Bookworm writes about an ‘art installation’ at the (taxpayer-funded) Los Angeles County Museum of Art. Here’s how the museum describes the exhibition:
Alejandro G. Iñárritu’s conceptual virtual reality installation CARNE y ARENA (Virtually present, Physically invisible) explores the human condition of immigrants and refugees. Based on true accounts, the superficial lines between subject and bystander are blurred and bound together, allowing individuals to walk in a vast space and thoroughly live a fragment of the refugees’ personal journeys. An immersive installation that reunites frequent collaborators Iñárritu and Emmanuel Lubezki alongside producer Mary Parent and ILMxLAB, CARNE y ARENA is centered around a 6 ½-minute virtual reality sequence for one person that employs state-of-the-art immersive technology to create a multi-narrative light space with human characters.
Here’s Bookworm:
That’s a pretty bland, abstract description. A pro-illegal immigration Proggie friend of mine, though, went and was blown away by the wonder of it all. I’ve restated his glowing description in my own less glowing words, but the substance of what he said is still there.
The exhibition is meant to have you experience through virtual reality (it’s hot and sandy in the exhibition) what a Honduran, El Salvadoran, Merxican or Guatemalan experiences as he or she journeys north through the Sonoran desert to enter America illegally through Arizona. After you’ve signed a waiver, lest the good folks at LACMA make you uncomfortable, and taken off your shoes, your adventure begins.

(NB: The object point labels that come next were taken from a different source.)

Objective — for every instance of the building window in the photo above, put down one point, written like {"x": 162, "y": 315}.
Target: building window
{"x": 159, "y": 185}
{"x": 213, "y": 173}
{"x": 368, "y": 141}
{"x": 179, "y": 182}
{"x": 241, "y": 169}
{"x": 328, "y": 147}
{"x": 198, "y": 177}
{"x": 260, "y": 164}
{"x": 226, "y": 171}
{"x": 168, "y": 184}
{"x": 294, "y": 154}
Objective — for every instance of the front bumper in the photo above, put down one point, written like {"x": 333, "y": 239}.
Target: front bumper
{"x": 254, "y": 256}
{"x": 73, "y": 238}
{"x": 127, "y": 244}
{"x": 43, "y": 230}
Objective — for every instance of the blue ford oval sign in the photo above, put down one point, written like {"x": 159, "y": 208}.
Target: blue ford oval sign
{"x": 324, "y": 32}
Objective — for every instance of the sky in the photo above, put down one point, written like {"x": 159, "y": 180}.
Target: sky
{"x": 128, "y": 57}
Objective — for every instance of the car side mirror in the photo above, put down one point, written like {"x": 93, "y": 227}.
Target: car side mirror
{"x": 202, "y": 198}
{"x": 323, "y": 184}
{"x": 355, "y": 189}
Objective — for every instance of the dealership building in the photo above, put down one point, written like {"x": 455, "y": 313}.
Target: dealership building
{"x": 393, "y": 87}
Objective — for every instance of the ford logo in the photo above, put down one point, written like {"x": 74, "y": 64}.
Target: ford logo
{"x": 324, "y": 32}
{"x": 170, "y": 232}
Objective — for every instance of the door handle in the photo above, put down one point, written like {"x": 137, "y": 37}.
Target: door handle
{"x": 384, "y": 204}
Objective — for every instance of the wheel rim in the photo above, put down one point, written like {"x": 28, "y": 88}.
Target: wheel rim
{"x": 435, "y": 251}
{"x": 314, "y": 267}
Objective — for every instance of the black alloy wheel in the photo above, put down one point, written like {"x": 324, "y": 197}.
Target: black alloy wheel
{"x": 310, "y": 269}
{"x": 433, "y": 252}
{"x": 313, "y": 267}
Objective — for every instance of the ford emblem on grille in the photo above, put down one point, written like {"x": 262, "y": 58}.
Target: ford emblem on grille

Thrill to the experience of having border guards surround you with helicopters and vans to arrest you. Then, having gotten yourself (as promised) hot and covered with sand, you get to see videos of real illegal aliens reenacting their experiences for the camera. (I assume it’s some form of PTSD psychotherapy for illegal aliens.)
(Much more at the Bookworm link.) This exhibit is very much in the style of the ‘tunnels of oppression’ which have become popular at America’s colleges and universities.
I recently ran across a passage from a pioneering media expert, writing in the 1920s, who remarked that social change could never be achieved merely via the written word; most people were inherently lazy (he argued) and were unlikely to pick up a book if it went against their existing views, or even pay enough attention to a leaflet for it have have real impact. So, oratory–the spoken word–was much more effective. BUT, there was a new technology which had still greater advantages:
The picture in all its forms up to the film has greater possibilities. Here a man needs to use his brains even less; it suffices to look, or at most to read extremely brief texts, and thus many will more readily accept a pictorial presentation than read an article of any length. The picture brings them in a much briefer time, I might almost say at one stroke, the enlightenment which they obtain from written matter only after arduous reading.
If movies have great potential in forming/changing opinions…and they do…then most likely an immersive experience such as the one at LACMA will be even more powerful.